Assuming a class org.acme.ant.RunnableAdapter that extends Task and implements org.apache.tools.ant.TypeAdapter, and in the execute method invokes run on the proxied object, one may use a Runnable class as an Ant task. The following fragment defines a task called runclock.
<typedef name="runclock" classname="com.acme.ant.RunClock" adapter="org.acme.ant.RunnableAdapter"/>
The following fragment shows the use of the classpathref and loaderref to load up two definitions.

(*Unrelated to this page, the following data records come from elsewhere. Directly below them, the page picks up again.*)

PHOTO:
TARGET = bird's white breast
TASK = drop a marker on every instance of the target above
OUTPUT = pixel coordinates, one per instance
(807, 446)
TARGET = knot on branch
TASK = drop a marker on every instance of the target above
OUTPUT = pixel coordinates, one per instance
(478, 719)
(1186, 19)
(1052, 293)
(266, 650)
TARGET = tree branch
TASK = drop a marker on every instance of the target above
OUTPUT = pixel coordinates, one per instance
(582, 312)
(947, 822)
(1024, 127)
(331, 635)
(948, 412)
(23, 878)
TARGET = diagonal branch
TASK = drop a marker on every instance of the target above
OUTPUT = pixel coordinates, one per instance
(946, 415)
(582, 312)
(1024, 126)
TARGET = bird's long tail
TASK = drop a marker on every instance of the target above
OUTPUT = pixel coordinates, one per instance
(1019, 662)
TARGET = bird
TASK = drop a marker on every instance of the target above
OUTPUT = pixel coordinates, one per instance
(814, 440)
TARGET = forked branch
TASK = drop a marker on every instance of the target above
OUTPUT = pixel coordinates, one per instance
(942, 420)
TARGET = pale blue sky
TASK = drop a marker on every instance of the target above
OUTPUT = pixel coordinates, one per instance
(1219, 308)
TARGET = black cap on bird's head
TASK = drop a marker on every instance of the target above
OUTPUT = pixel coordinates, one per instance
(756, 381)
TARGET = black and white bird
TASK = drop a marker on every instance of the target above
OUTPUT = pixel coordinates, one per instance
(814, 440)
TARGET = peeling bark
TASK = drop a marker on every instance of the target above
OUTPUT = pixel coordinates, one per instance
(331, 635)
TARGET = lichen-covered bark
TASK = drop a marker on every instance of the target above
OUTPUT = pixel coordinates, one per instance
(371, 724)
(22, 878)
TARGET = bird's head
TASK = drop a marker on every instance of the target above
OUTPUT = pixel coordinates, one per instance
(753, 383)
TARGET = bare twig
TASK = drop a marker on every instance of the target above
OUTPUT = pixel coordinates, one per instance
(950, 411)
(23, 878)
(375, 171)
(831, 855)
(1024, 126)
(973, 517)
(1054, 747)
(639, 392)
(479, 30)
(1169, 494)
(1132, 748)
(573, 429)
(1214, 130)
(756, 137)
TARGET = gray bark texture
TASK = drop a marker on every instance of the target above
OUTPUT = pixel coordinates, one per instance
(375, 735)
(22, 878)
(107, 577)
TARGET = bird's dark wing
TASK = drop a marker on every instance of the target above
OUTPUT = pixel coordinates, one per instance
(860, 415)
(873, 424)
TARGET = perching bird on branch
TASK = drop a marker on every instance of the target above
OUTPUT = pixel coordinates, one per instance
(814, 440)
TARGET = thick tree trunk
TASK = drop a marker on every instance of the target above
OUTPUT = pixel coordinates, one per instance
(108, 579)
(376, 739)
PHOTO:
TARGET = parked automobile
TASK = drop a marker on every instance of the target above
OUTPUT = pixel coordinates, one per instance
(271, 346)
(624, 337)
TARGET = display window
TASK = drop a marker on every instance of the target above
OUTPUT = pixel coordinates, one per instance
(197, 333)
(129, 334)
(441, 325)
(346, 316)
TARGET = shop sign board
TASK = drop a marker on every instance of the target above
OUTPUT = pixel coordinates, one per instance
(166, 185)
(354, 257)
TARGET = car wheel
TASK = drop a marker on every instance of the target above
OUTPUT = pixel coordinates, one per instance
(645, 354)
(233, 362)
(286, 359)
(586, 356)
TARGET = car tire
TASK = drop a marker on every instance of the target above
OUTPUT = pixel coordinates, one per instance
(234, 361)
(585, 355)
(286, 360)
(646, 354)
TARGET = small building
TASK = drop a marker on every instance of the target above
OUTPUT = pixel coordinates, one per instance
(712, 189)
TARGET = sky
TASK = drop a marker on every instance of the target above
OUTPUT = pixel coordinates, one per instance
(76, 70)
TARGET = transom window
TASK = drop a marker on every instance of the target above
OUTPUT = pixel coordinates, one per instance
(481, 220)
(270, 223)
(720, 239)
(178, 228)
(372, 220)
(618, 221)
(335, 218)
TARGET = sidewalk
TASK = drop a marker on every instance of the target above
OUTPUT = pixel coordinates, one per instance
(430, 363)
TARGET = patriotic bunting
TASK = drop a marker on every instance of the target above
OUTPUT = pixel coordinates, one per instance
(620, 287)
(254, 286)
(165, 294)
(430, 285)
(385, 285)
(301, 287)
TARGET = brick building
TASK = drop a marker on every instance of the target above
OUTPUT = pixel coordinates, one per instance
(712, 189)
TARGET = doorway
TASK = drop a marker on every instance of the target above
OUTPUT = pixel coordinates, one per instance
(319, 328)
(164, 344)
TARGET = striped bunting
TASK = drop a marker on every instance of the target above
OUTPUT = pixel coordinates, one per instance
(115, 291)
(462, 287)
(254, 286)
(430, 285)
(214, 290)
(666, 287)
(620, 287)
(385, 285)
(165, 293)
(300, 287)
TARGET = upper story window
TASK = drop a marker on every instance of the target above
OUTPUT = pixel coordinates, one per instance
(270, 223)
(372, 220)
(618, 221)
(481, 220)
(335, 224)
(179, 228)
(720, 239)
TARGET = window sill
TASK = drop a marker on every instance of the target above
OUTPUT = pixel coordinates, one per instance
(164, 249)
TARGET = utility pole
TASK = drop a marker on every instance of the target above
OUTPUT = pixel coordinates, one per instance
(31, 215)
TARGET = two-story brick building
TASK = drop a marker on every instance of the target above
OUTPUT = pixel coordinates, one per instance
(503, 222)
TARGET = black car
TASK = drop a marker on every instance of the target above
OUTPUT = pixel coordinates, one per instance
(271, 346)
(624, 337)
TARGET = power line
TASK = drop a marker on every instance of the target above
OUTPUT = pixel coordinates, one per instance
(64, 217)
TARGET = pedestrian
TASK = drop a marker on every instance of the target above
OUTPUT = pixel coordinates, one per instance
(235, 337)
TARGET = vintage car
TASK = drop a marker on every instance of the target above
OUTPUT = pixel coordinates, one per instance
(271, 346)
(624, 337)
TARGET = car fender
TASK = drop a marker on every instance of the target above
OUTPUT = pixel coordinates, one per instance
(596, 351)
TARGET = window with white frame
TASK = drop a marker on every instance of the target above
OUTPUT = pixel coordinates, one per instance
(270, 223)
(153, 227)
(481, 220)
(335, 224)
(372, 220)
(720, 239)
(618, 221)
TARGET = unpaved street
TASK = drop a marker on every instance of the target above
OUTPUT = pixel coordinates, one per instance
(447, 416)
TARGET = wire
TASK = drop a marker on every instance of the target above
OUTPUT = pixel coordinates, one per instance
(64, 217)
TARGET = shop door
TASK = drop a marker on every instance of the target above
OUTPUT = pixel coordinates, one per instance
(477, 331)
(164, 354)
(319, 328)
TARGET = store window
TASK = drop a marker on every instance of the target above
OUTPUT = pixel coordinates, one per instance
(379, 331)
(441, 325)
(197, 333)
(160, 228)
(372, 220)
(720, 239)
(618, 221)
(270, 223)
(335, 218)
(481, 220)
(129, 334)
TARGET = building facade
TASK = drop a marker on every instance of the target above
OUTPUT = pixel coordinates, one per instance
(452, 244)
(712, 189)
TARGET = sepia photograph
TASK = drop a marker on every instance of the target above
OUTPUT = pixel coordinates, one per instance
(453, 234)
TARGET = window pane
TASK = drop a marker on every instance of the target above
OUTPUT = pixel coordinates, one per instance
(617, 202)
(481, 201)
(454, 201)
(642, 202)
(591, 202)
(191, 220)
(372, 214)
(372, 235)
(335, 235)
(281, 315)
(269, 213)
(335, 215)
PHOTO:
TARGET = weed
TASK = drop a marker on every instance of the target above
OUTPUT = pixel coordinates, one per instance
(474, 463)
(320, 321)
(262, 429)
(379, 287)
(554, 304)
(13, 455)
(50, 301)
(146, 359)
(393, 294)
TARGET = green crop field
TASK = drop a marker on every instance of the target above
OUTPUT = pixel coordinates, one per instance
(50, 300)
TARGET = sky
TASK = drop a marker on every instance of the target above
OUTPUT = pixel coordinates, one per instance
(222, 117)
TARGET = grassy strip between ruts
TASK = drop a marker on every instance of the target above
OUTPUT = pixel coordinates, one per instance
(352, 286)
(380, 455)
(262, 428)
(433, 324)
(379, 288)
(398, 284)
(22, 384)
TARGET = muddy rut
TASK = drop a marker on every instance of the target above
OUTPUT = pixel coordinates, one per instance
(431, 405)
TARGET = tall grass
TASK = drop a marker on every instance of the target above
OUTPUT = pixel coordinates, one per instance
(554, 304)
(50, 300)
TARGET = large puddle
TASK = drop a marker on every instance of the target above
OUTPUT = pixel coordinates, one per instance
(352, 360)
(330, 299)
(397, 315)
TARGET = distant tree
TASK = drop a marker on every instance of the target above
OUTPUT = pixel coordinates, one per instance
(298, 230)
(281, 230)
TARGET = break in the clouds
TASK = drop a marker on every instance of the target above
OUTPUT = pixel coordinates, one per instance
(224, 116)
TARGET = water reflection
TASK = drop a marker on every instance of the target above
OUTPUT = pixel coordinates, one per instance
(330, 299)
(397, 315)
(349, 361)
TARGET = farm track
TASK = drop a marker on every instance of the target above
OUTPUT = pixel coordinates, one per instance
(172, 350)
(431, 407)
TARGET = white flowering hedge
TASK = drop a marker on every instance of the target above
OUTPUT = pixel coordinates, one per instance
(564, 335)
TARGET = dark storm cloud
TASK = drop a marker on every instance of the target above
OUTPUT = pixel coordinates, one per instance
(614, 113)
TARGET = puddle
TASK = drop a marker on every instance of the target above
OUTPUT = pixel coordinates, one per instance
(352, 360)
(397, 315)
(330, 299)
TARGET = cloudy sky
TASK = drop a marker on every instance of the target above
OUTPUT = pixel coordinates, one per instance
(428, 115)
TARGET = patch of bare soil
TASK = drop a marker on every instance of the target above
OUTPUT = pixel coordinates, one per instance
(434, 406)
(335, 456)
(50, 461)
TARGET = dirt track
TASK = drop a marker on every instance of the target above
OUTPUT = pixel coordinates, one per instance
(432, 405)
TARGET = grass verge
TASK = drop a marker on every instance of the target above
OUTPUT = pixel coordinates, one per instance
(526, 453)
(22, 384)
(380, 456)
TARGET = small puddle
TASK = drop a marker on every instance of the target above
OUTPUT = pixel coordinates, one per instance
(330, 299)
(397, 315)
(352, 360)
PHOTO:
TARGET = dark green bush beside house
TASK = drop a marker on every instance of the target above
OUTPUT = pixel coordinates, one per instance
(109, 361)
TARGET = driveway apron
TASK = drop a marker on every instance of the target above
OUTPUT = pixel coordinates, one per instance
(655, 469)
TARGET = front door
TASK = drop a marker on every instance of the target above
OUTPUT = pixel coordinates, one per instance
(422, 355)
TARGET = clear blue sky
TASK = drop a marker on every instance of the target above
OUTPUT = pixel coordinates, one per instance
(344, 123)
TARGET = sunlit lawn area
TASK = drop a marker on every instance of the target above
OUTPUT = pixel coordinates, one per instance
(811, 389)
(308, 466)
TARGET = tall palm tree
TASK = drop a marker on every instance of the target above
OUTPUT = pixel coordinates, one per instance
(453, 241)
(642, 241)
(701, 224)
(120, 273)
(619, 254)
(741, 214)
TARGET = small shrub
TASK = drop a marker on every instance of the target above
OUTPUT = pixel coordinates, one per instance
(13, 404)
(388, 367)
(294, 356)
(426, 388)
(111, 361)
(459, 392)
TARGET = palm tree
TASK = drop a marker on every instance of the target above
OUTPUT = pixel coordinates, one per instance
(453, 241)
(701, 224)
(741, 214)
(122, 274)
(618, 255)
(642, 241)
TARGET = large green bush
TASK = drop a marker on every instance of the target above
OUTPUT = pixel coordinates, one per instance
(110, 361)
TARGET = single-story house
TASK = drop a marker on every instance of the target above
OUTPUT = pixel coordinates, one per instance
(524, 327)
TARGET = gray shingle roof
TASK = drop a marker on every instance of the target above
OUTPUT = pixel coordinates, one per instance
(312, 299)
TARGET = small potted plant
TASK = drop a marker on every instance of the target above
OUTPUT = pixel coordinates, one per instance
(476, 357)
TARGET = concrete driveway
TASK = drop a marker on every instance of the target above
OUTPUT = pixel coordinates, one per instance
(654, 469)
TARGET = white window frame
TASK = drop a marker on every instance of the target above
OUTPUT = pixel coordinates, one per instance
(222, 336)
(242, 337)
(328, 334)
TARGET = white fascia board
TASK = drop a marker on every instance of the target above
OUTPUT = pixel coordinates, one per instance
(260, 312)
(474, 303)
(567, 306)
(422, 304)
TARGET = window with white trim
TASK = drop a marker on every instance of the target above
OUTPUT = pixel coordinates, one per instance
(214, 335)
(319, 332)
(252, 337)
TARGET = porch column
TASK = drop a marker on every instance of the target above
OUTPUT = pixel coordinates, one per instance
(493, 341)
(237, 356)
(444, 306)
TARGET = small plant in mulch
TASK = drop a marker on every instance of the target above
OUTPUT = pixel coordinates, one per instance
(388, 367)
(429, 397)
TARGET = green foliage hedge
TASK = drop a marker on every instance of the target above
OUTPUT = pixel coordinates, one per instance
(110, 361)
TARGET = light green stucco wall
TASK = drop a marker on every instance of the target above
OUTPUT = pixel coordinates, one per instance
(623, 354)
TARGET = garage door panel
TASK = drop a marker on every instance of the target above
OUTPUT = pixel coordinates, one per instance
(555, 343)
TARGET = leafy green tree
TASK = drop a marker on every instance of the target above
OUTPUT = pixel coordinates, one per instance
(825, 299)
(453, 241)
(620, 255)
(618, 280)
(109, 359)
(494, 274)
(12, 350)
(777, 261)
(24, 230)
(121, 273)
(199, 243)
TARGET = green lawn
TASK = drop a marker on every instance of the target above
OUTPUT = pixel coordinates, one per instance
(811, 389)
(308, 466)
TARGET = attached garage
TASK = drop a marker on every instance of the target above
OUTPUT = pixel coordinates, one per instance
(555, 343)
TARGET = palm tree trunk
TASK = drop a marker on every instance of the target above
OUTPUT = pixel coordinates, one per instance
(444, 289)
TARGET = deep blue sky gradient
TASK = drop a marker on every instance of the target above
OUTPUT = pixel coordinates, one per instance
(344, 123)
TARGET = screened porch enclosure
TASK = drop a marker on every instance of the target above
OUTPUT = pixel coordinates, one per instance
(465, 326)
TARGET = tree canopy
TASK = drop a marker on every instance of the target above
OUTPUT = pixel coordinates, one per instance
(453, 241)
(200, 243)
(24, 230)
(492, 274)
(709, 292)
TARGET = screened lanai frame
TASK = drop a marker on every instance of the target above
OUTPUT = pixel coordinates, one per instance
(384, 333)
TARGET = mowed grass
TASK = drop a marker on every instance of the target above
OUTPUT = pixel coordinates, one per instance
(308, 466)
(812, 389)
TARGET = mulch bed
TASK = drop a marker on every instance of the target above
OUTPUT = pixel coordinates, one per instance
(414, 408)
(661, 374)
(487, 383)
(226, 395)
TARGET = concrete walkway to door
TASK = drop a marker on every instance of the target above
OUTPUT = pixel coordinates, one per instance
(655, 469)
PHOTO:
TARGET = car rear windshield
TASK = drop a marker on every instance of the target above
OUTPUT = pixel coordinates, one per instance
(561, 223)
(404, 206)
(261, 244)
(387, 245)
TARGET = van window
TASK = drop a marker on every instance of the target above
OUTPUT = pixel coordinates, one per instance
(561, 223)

<path id="lib.path"> <fileset dir="lib" includes="lib/*.jar"/> </path> <typedef name="filter1" classname="org.acme.filters.Filter1" classpathref="lib.path" loaderref="lib.path.loader" /> <typedef name="filter2" classname="org.acme.filters.Filter2" loaderref="lib.path.loader" />
If you want to load an antlib into a special xml-namespace, the uri attribute is important:
<project xmlns:antcontrib="antlib:net.sf.antcontrib"> <taskdef uri="antlib:net.sf.antcontrib" resource="net/sf/antcontrib/antlib.xml" classpath="path/to/ant-contrib.jar"/>
Here the namespace
declaration xmlns:antcontrib="antlib:net.sf.antcontrib"
allows tasks and types of the AntContrib Antlib to be used with the
antcontrib
prefix
like <antcontrib:if>
.
The normal rules of XML namespaces apply and you can declare the
prefix at any element to make it usable for the element it is
declared on as well as all its child elements.